Healing in the History of Christianity (Hardcover)
Oxford University Press, USA, 9780195157185, 240pp.
Publication Date: October 1, 2005
Healing is one of the most constant themes in the long and sprawling history of Christianity. Jesus himself performed many miracles of healing. In the second century, St. Ignatius was the first to describe the eucharist as the medicine of immortality. Prudentius, a 4th-century poet and Christian apologist, celebrated the healing power of St. Cyprian's tongue. Bokenham, in his 15th-century Legendary, reported the healing power of milk from St. Agatha's breasts. Zulu prophets in 19th-century Natal petitioned Jesus to cure diseases caused by restless spirits. And Mary Baker Eddy invoked the Science of Divine Mind as a weapon against malicious animal magnetism. In this book Amanda Porterfield demonstrates that healing has played a major role in the historical development of Christianity as a world religion. Porterfield traces the origin of Christian healing and maps its transformations in the ancient, medieval, and modern worlds. She shows that Christian healing had its genesis in Judean beliefs that sickness and suffering were linked to sin and evil, and that health and healing stemmed from repentance and divine forgiveness. Examining Jesus' activities as a healer and exorcist, she shows how his followers carried his combat against sin and evil and his compassion for suffering into new and very different cultural environments, from the ancient Mediterranean to modern America and beyond.
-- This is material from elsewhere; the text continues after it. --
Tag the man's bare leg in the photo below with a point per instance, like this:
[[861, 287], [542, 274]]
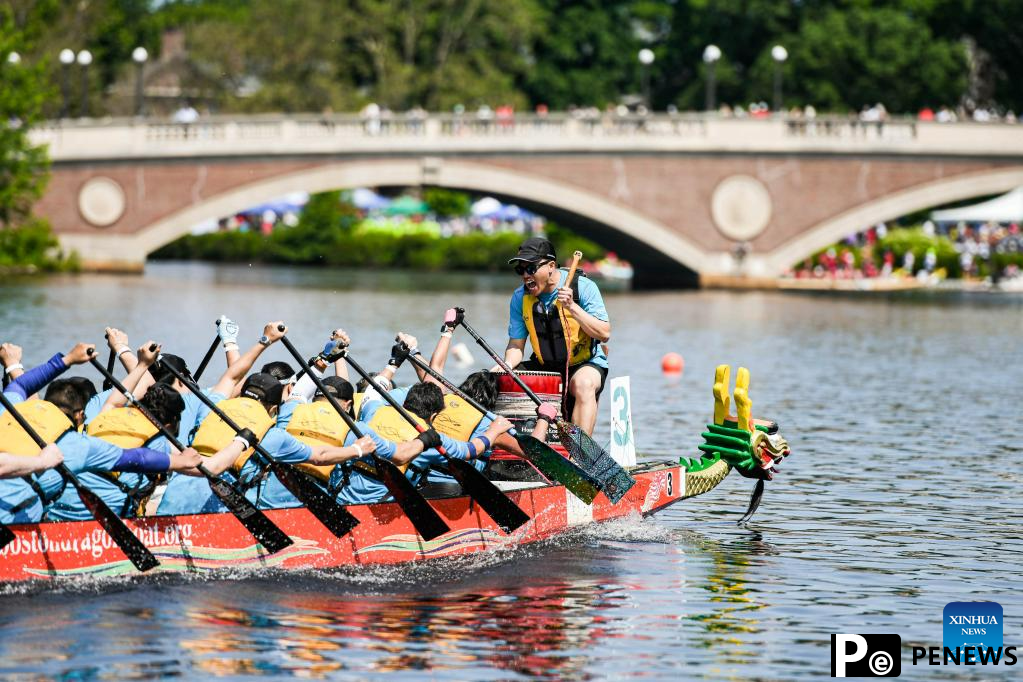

She explores the interplay between Christian healing and medical practice from ancient times up to the present, looks at recent discoveries about religion's biological effects, and considers what these findings mean in light of ages-old traditions about belief and healing. Changing Christian ideas of healing, Porterfield shows, are a window into broader changes in religious authority, church structure, and ideas about sanctity, history, resurrection, and the kingdom of God. Her study allows us to see more clearly than ever before that healing has always been and remains central to the Christian vision of sin and redemption, suffering and bodily resurrection.
About the Author
Amanda Porterfield is Robert A. Spivey Professor of Religion at Florida State University. She is the author of The Transformation of American Religion: The Story of a Late-Twentieth-Century Awakening (OUP 2001).